In this gridworld example, once the agent selects an action,

it always moves in the chosen direction (contrasting general MDPs where the agent doesn't always have complete control over what the next state will be), and
the reward can be predicted with complete certainty (contrasting general MDPs where the reward is a random draw from a probability distribution).

In this simple example, we saw that the value of any state can be calculated as the sum of the immediate reward and the (discounted) value of the next state.

Alexis mentioned that for a general MDP, we have to instead work in terms of an expectation, since it's not often the case that the immediate reward and next state can be predicted with certainty. Indeed, we saw in an earlier lesson that the reward and next state are chosen according to the one-step dynamics of the MDP. In this case, where the reward r and next state s' are drawn from a (conditional) probability distribution p(s',r|s,a), the Bellman Expectation Equation (for v_\pi) expresses the value of any state s in terms of the expected immediate reward and the expected value of the next state:

v_\pi(s) = \text{} \mathbb{E}_\pi[R_{t+1} + \gamma v_\pi(S_{t+1})|S_t =s].

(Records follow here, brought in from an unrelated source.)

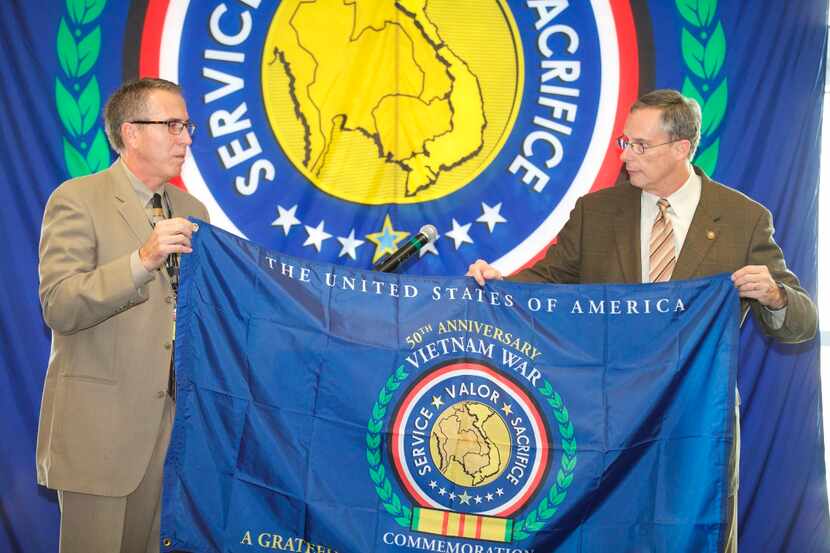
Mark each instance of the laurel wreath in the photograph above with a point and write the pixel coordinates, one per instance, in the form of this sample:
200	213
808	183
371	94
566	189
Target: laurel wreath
704	53
522	528
391	502
77	92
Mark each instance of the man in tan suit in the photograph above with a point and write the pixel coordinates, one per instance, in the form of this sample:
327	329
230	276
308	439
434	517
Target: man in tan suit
620	234
107	295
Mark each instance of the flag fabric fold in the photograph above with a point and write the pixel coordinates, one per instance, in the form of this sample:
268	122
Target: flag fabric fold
324	408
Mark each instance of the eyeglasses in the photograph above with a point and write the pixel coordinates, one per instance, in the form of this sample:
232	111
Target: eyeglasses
174	126
638	147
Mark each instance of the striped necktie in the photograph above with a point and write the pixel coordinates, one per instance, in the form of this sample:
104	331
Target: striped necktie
661	257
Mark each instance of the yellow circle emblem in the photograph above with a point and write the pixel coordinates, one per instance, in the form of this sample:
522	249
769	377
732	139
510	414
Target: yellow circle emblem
470	444
382	101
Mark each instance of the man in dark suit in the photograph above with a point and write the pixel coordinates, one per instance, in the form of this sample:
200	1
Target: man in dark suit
670	221
109	298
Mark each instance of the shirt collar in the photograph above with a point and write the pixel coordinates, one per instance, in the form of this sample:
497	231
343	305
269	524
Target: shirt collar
684	200
144	194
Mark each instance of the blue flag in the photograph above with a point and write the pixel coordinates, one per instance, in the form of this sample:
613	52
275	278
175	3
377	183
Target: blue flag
324	408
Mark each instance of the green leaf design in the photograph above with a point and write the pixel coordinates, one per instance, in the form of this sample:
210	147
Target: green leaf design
706	11
383	397
691	91
693	53
89	104
75	162
705	62
715	53
67	50
569	463
88	50
98	157
84	11
557	496
708	158
68	109
714	109
688	10
564	480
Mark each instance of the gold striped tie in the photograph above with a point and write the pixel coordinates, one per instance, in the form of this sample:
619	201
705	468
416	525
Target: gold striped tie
661	258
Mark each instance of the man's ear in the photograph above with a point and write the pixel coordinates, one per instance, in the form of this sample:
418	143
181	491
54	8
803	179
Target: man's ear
128	133
682	148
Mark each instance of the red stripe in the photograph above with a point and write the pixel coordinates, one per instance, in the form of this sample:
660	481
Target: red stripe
629	64
150	50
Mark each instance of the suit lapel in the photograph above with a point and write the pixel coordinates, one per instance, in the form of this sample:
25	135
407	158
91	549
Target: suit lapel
128	205
704	231
627	236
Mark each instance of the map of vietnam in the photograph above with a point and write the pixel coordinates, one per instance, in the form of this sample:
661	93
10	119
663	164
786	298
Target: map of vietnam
381	70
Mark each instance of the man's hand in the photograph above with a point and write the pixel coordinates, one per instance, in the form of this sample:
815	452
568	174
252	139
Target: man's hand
482	271
755	282
169	236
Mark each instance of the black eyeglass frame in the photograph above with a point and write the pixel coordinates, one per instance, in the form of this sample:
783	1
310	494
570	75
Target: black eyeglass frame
172	125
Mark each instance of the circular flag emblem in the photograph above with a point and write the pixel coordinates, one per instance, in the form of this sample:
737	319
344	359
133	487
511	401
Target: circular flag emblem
468	438
335	129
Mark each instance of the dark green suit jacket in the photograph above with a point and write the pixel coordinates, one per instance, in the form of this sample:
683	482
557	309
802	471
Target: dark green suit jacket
600	243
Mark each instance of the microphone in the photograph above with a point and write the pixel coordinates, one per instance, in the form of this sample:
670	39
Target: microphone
171	264
426	235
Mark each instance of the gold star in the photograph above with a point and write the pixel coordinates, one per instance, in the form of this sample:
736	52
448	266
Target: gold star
386	241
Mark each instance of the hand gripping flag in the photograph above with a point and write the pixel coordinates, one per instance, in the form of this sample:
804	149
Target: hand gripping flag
323	408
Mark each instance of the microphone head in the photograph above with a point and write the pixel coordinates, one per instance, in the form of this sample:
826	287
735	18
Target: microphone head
430	232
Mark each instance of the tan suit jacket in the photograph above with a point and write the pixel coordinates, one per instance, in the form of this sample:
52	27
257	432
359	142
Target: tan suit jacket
600	243
108	369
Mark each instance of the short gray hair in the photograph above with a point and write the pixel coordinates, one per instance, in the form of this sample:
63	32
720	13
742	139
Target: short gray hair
129	102
679	115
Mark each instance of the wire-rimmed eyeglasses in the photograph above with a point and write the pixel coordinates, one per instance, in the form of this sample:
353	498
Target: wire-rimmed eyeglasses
174	126
638	147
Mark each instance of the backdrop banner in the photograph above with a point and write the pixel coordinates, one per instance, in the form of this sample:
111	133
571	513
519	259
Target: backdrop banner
332	131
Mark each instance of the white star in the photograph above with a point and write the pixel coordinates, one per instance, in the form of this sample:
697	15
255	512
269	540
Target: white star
491	216
316	235
350	245
430	247
286	219
460	234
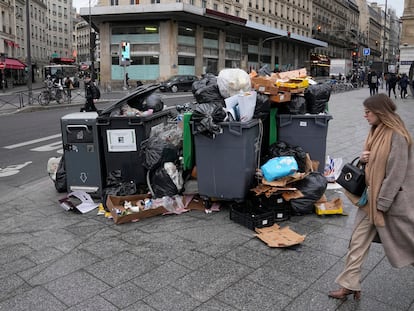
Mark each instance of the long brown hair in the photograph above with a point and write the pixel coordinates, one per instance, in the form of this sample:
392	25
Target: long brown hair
385	109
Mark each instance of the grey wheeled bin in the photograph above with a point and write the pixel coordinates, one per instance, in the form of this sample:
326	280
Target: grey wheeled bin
308	131
226	165
82	152
121	138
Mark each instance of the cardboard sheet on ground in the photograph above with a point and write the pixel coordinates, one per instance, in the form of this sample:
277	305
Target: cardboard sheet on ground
87	204
275	236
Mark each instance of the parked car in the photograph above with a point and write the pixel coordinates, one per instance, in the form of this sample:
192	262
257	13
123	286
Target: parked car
178	83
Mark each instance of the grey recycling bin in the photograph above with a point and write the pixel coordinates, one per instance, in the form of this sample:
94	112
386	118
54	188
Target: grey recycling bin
82	152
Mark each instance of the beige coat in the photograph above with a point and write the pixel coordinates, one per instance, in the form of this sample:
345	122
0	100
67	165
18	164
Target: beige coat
396	200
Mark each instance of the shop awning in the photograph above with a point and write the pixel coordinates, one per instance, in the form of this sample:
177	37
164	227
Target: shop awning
14	64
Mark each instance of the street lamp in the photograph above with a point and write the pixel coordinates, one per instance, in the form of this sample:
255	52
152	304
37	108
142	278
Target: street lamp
383	40
29	55
91	47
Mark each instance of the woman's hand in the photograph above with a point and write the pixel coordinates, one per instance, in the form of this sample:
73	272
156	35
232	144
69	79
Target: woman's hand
364	158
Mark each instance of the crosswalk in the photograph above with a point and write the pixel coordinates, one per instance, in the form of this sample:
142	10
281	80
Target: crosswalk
14	169
48	147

## Calculating the Expectation

In the event that the agent's policy \pi is deterministic, the agent selects action \pi(s) when in state s, and the Bellman Expectation Equation can be rewritten as the sum over two variables (s' and r):

v_\pi(s) = \text{} \sum_{s'\in\mathcal{S}^+, r\in\mathcal{R}}p(s',r|s,\pi(s))(r+\gamma v_\pi(s'))

In this case, we multiply the sum of the reward and discounted value of the next state (r+\gamma v_\pi(s')) by its corresponding probability p(s',r|s,\pi(s)) and sum over all possibilities to yield the expected value.

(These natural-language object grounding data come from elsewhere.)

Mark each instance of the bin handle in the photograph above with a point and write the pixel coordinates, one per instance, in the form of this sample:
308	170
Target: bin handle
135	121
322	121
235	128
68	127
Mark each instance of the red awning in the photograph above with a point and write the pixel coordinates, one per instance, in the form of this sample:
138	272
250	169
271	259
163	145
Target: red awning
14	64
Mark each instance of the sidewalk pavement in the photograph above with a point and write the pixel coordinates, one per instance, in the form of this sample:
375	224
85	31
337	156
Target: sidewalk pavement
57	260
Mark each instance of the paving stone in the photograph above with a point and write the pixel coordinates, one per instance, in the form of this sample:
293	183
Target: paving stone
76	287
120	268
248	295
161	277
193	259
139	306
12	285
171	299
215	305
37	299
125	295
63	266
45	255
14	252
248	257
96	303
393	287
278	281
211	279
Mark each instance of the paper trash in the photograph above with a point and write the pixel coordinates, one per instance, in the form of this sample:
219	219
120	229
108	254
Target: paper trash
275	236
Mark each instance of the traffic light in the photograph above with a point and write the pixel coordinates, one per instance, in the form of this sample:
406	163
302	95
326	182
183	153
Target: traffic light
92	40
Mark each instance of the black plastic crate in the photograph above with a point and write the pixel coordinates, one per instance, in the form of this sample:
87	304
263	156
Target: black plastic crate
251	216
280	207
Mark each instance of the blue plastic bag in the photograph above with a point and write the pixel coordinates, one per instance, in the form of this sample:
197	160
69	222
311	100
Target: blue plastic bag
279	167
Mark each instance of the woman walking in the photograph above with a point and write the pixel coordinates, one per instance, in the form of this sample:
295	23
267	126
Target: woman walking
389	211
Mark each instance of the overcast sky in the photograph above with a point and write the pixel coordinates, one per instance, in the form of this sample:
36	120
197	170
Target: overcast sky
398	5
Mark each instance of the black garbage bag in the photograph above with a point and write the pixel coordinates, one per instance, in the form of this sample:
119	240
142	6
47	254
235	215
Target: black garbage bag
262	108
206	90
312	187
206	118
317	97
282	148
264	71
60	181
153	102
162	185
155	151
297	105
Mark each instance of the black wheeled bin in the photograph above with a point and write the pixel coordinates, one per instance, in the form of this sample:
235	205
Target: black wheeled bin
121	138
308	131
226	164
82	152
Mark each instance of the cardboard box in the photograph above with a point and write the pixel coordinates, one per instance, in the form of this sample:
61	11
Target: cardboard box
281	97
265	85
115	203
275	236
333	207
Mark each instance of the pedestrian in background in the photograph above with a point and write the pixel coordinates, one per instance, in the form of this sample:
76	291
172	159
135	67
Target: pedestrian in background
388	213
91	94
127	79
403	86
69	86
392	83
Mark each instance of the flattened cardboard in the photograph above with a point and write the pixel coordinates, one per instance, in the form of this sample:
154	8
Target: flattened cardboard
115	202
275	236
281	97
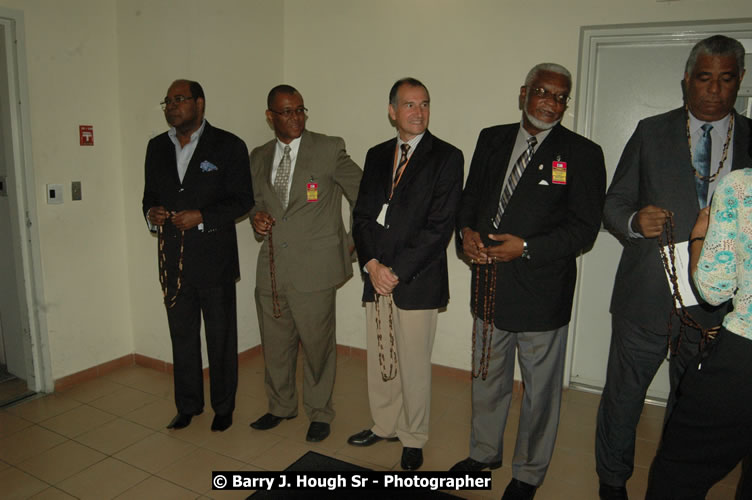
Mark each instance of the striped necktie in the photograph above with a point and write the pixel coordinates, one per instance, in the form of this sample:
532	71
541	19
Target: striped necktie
701	162
514	178
282	179
405	147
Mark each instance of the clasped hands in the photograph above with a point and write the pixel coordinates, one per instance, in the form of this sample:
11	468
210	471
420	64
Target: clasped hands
382	278
183	220
262	223
511	247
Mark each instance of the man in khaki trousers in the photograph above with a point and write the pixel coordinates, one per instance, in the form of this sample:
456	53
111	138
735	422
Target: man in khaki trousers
403	221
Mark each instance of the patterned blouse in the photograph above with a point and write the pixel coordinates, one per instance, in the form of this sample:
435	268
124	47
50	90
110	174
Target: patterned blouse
725	266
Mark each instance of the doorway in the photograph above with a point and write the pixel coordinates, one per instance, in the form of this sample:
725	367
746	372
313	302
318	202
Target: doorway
22	368
627	73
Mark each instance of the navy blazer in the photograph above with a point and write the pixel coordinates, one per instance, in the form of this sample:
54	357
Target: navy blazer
558	222
419	220
218	183
655	169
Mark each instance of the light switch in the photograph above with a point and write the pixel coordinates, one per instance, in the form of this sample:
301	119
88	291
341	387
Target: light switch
76	191
54	194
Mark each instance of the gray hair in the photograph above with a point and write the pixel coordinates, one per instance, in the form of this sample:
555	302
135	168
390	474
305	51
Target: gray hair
412	82
551	67
716	45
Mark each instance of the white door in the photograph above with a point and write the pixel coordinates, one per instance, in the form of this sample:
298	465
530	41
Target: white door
19	321
626	74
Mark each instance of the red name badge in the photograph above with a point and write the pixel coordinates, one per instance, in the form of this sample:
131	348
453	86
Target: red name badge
312	189
559	172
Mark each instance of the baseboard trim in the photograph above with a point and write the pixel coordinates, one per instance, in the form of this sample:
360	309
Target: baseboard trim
166	367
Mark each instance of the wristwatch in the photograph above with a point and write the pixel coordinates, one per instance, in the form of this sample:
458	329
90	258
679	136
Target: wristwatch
525	253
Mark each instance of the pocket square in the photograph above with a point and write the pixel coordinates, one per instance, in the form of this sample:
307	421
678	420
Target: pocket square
207	166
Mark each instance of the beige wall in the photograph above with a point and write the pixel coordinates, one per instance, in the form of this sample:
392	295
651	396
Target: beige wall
107	63
73	80
473	55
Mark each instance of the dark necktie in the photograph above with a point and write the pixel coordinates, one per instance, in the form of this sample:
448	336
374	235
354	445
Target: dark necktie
282	179
405	147
701	162
514	178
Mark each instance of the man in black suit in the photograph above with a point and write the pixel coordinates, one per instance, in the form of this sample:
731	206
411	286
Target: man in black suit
403	221
658	174
532	203
198	181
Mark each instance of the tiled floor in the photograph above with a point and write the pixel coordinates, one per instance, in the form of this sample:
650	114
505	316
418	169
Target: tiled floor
107	439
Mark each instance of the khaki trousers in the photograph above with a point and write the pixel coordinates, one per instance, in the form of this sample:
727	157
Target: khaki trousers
401	406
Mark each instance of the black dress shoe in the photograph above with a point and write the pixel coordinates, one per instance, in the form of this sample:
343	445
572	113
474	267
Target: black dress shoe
519	490
317	431
608	492
366	438
221	422
181	420
269	421
412	458
470	465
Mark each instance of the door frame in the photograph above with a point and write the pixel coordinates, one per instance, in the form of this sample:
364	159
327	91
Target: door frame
592	38
30	283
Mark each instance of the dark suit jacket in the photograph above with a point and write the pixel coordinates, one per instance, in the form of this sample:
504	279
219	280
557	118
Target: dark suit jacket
419	220
218	183
655	168
310	241
558	222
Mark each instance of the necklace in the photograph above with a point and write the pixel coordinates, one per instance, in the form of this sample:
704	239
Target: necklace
169	302
392	372
489	300
276	311
679	309
710	178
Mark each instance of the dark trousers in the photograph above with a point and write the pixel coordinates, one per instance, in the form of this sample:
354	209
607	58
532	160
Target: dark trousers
710	429
218	306
633	359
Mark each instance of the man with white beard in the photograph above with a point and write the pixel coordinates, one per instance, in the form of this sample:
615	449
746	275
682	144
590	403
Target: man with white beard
532	203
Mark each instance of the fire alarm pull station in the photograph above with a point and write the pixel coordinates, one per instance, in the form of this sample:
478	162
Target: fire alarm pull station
86	135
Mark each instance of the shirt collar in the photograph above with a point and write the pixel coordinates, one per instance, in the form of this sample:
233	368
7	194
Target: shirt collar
294	146
540	136
719	126
412	142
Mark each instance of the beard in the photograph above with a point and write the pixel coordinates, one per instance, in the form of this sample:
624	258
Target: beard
539	124
535	122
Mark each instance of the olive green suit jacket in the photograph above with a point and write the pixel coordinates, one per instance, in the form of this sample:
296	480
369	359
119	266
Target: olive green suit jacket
311	245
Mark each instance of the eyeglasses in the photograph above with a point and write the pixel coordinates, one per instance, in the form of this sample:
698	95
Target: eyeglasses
289	112
545	94
178	100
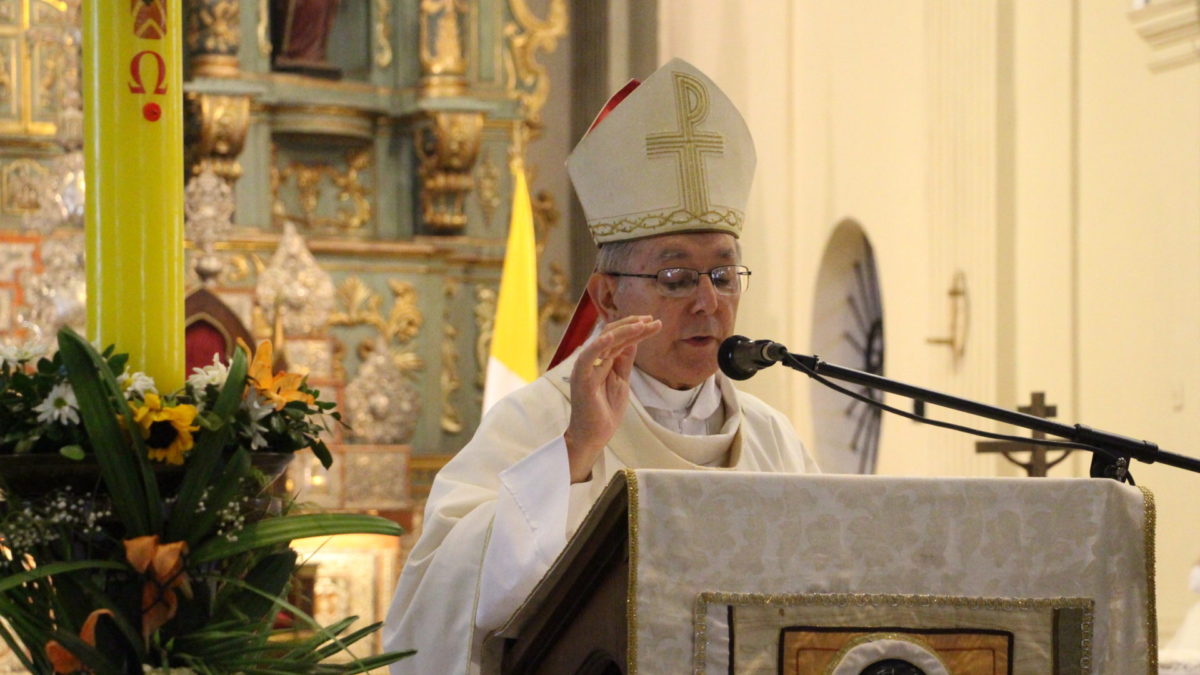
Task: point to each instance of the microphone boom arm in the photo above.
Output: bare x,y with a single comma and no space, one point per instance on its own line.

If the agent's policy \pi is stochastic, the agent selects action a with probability \pi(a|s) when in state s, and the Bellman Expectation Equation can be rewritten as the sum over three variables (s', r, and a):

v_\pi(s) = \text{} \sum_{s'\in\mathcal{S}^+, r\in\mathcal{R},a\in\mathcal{A}(s)}\pi(a|s)p(s',r|s,a)(r+\gamma v_\pi(s'))

In this case, we multiply the sum of the reward and discounted value of the next state (r+\gamma v_\pi(s')) by its corresponding probability \pi(a|s)p(s',r|s,a) and sum over all possibilities to yield the expected value.

## There are 3 more Bellman Equations!

In this video, you learned about one Bellman equation, but there are 3 more, for a total of 4 Bellman equations.

All of the Bellman equations attest to the fact that value functions satisfy recursive relationships.

For instance, the Bellman Expectation Equation (for v_\pi) shows that it is possible to relate the value of a state to the values of all of its possible successor states.

After finishing this lesson, you are encouraged to read about the remaining three Bellman equations in sections 3.5 and 3.6 of the textbook. The Bellman equations are incredibly useful to the theory of MDPs.